The ROI of Values Alignment
Why aligned partnerships deliver extraordinary results
DISCRETIONARY EFFORT
PROJECT VALUE
TEAM MOTIVATION
What Aligned Partnerships Deliver:
✨ Presidential Suite Service
Teams go beyond scope because they believe in the client
🎯 Proactive Solutions
Partners anticipate needs before they’re asked
🚀 Innovation Mindset
Custom solutions delivered without additional cost
🤝 Long-term Thinking
Decisions made for mutual success, not just profit
“You can’t mandate motivation – it has to come from genuine alignment”
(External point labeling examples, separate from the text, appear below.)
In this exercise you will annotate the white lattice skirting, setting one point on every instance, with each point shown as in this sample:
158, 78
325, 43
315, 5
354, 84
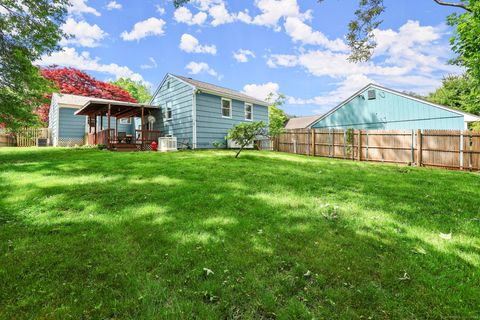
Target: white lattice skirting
70, 142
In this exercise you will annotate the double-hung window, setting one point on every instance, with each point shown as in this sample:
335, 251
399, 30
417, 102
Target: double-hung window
248, 111
167, 114
226, 108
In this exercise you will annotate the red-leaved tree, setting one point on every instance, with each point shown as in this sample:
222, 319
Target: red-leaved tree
74, 81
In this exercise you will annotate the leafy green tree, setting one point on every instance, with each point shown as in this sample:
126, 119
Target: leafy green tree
245, 133
458, 92
361, 37
136, 89
28, 29
276, 116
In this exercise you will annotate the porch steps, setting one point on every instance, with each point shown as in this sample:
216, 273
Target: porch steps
125, 147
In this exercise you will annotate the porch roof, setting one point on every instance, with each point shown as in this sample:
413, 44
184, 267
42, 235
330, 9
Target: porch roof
118, 109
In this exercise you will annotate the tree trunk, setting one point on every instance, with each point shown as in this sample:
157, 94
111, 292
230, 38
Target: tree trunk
238, 153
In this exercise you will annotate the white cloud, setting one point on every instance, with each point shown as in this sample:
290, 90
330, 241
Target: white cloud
184, 15
413, 58
78, 7
274, 10
243, 55
331, 98
282, 60
220, 15
150, 27
262, 91
114, 5
69, 57
301, 32
82, 33
153, 64
160, 10
189, 43
200, 67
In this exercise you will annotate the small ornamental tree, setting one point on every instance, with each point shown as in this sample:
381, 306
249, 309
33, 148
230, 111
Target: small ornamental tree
276, 116
245, 133
74, 81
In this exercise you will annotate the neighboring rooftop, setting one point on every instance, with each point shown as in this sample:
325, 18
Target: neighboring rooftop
208, 87
301, 122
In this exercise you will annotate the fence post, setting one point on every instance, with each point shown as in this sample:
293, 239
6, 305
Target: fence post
461, 150
419, 148
313, 141
359, 147
308, 142
366, 146
413, 148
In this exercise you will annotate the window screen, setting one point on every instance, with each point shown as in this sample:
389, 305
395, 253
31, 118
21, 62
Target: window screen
372, 95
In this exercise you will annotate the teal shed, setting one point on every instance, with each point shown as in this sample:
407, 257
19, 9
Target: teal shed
378, 108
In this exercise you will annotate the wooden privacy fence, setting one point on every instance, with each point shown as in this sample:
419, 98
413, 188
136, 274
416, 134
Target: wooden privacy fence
452, 149
26, 137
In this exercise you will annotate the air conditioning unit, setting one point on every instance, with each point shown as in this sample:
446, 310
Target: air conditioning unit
166, 144
233, 145
42, 142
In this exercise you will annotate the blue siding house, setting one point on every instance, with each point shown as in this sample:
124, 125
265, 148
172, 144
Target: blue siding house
200, 114
66, 128
197, 113
378, 108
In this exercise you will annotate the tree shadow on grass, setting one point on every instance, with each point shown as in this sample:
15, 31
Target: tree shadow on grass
97, 235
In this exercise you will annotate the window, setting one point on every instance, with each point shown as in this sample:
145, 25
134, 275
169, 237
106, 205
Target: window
371, 95
226, 108
248, 111
167, 114
125, 120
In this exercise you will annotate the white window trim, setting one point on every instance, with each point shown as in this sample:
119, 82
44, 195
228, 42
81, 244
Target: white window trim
245, 104
166, 111
231, 108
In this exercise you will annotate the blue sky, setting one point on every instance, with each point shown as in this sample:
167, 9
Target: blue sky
295, 47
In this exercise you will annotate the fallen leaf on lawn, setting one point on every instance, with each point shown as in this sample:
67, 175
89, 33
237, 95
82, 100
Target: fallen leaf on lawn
404, 277
445, 236
207, 271
419, 250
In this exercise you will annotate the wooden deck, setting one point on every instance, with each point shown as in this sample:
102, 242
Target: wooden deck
140, 141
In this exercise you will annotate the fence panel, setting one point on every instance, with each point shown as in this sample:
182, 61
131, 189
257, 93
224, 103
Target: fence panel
474, 152
26, 137
441, 148
437, 148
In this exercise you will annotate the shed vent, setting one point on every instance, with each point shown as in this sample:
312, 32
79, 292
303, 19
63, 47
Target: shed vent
372, 95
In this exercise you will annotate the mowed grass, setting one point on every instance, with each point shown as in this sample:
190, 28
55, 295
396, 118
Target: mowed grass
88, 234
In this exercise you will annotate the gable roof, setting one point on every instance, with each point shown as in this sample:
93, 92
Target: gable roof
218, 90
301, 122
468, 117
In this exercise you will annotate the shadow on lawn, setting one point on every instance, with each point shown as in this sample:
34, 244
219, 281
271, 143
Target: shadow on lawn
128, 235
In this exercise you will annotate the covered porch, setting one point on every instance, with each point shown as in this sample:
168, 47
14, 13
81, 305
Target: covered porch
108, 133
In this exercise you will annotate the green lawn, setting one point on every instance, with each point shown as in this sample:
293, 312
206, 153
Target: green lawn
88, 234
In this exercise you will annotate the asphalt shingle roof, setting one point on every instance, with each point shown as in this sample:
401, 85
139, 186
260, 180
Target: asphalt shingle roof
230, 93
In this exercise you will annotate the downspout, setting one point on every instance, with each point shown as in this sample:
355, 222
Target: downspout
194, 119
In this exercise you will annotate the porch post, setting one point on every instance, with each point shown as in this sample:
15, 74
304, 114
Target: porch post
95, 130
108, 132
142, 127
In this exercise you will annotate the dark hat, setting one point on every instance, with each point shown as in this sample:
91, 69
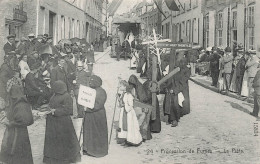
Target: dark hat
24, 39
252, 52
35, 66
31, 35
33, 52
45, 35
227, 49
59, 87
10, 36
95, 81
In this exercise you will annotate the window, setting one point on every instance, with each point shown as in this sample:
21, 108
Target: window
62, 27
251, 38
251, 12
168, 30
207, 30
195, 3
188, 32
220, 20
220, 36
234, 19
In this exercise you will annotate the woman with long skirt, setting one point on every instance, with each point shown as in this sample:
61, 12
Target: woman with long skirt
139, 93
95, 133
61, 144
16, 146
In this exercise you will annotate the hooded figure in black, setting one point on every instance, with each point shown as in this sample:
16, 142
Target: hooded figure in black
140, 94
95, 132
61, 144
16, 146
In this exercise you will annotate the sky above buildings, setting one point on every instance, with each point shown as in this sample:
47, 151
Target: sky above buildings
126, 5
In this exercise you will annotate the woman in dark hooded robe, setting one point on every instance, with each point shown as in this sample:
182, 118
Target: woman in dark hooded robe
141, 95
95, 133
16, 146
61, 144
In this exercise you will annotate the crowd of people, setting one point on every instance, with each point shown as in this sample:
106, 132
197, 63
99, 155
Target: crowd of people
234, 71
36, 73
136, 123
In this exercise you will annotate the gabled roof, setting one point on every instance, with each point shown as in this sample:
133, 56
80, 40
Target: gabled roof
113, 6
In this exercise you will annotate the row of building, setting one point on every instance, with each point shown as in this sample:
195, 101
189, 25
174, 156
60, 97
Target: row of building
205, 22
61, 19
214, 23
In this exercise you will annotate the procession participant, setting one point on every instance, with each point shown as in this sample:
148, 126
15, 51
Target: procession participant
140, 94
33, 58
221, 85
33, 91
21, 50
122, 121
61, 143
9, 47
251, 68
30, 44
155, 125
59, 72
70, 69
184, 81
95, 132
6, 73
245, 86
15, 80
176, 86
256, 86
227, 59
82, 78
133, 136
10, 52
240, 70
214, 67
24, 67
16, 147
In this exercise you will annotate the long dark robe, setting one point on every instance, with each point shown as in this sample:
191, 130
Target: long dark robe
141, 95
61, 144
185, 75
155, 125
6, 73
95, 132
16, 147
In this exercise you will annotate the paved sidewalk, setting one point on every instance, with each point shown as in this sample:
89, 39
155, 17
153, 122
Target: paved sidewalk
206, 81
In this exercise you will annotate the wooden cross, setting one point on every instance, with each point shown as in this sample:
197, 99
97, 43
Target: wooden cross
155, 85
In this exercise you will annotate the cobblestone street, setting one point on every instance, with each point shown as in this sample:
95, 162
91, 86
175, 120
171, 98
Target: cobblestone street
218, 129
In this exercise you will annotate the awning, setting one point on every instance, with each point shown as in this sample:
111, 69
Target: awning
123, 20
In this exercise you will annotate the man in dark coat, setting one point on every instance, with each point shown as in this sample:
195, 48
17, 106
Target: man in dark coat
141, 94
9, 47
176, 85
256, 86
214, 67
6, 73
10, 52
30, 44
60, 73
35, 94
16, 147
95, 133
240, 70
61, 144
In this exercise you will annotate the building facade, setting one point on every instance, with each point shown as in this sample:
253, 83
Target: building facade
211, 23
61, 19
185, 25
229, 22
151, 20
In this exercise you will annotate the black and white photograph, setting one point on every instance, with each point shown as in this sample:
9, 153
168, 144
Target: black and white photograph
129, 82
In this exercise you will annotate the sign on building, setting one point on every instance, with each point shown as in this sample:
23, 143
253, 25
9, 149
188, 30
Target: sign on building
86, 96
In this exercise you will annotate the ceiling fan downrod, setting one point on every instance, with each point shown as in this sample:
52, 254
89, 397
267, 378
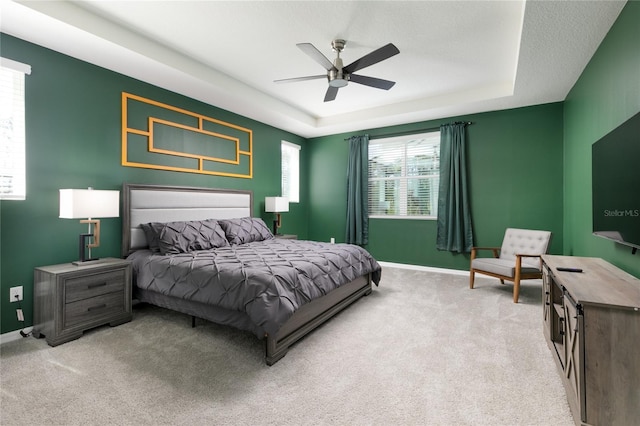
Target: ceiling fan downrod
337, 78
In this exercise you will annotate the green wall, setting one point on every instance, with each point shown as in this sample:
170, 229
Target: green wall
73, 120
528, 167
515, 178
606, 95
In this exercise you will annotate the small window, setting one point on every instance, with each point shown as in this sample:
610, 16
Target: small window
12, 130
291, 171
404, 175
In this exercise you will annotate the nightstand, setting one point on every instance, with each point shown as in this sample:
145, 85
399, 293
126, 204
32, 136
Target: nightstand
287, 236
70, 299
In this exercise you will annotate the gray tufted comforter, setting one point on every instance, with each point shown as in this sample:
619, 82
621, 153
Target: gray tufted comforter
269, 280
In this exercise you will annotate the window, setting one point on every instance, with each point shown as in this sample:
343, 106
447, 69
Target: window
12, 130
291, 171
404, 176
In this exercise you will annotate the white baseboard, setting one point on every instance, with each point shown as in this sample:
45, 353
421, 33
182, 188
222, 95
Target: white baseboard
424, 268
13, 335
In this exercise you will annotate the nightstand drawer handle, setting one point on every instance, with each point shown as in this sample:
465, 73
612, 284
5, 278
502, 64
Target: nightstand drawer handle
94, 308
97, 285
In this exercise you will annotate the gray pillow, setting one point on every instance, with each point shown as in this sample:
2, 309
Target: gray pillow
183, 237
245, 230
152, 236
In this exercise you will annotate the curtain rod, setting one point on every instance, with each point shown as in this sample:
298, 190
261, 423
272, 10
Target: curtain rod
411, 132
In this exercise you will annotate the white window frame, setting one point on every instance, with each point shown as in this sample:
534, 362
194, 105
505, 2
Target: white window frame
290, 167
13, 184
432, 139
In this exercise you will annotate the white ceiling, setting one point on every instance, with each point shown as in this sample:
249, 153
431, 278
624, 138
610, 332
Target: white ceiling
456, 57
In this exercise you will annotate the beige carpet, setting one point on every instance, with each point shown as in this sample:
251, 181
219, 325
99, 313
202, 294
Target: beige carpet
422, 349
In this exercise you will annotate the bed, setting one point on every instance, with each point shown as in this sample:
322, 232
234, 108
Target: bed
278, 289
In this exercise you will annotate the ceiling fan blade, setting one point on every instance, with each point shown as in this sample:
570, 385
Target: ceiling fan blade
293, 80
316, 55
378, 83
331, 94
374, 57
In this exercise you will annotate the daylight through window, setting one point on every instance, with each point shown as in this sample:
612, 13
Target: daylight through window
12, 130
291, 171
404, 176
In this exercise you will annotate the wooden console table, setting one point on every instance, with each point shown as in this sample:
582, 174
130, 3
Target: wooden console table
592, 326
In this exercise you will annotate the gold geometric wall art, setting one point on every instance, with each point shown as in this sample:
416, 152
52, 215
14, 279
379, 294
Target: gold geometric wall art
163, 137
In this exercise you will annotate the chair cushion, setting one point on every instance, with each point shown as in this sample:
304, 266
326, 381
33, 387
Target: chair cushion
504, 267
524, 241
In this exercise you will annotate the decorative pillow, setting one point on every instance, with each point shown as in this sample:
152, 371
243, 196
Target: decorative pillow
152, 236
245, 230
183, 237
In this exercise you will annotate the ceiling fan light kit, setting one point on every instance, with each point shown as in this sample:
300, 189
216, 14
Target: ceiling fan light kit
338, 75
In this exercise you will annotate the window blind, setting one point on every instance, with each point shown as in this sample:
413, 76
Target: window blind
404, 176
12, 129
290, 171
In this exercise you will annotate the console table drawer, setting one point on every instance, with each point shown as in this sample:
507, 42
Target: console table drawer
93, 309
84, 287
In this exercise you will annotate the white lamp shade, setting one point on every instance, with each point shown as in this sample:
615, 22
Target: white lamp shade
276, 204
89, 203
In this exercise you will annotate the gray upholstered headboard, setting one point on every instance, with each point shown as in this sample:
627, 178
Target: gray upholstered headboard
156, 203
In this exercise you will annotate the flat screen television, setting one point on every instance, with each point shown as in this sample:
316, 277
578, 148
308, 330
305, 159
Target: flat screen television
616, 184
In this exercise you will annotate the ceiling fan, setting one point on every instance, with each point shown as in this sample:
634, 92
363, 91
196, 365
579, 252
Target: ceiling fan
339, 76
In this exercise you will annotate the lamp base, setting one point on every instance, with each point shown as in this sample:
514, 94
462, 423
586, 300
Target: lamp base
86, 261
82, 245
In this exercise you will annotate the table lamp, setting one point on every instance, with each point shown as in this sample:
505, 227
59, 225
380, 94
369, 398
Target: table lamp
276, 205
89, 204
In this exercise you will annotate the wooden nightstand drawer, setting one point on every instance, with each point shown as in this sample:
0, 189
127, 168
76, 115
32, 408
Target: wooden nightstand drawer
93, 309
70, 299
84, 287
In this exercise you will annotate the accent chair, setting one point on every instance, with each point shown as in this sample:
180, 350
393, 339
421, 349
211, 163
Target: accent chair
519, 258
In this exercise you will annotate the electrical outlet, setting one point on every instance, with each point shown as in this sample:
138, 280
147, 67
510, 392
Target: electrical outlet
15, 294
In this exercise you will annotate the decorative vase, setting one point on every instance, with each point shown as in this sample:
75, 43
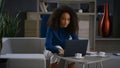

Building Long-Term Business Partnerships
There’s a compelling business case for this approach beyond just feeling good about your partnerships. When your vendors and partners share your values, you get access to their discretionary effort – the extra work they do because they believe in what you’re building together.
“The virtuous cycle is real,” Hofmann observes. “Better service leads to better clients, which leads to a more motivated team, which leads to even better service. You can’t mandate that kind of motivation – it has to come from genuine alignment.”
For leaders evaluating their own business relationships, the question isn’t whether your grocery store shares your political views. It’s whether the partners who have real influence over your business outcomes – your marketing agency, your key suppliers, your strategic consultants – are people you’d want representing your values when you’re not in the room.
Because when the stakes are high and the work matters, values alignment isn’t just a nice-to-have. It’s the difference between getting what you paid for and getting something you never knew was possible.
Ready to Evaluate Your Business Relationships?
Consider which of your current partnerships fall into the high-impact category and whether those partners would pass the “first date” test. The conversations might be worth having.
When choosing partners for your most important business relationships, remember that alignment goes beyond just deliverables – it’s about finding people who will go the extra mile because they believe in what you’re building together. That’s when real business magic happens.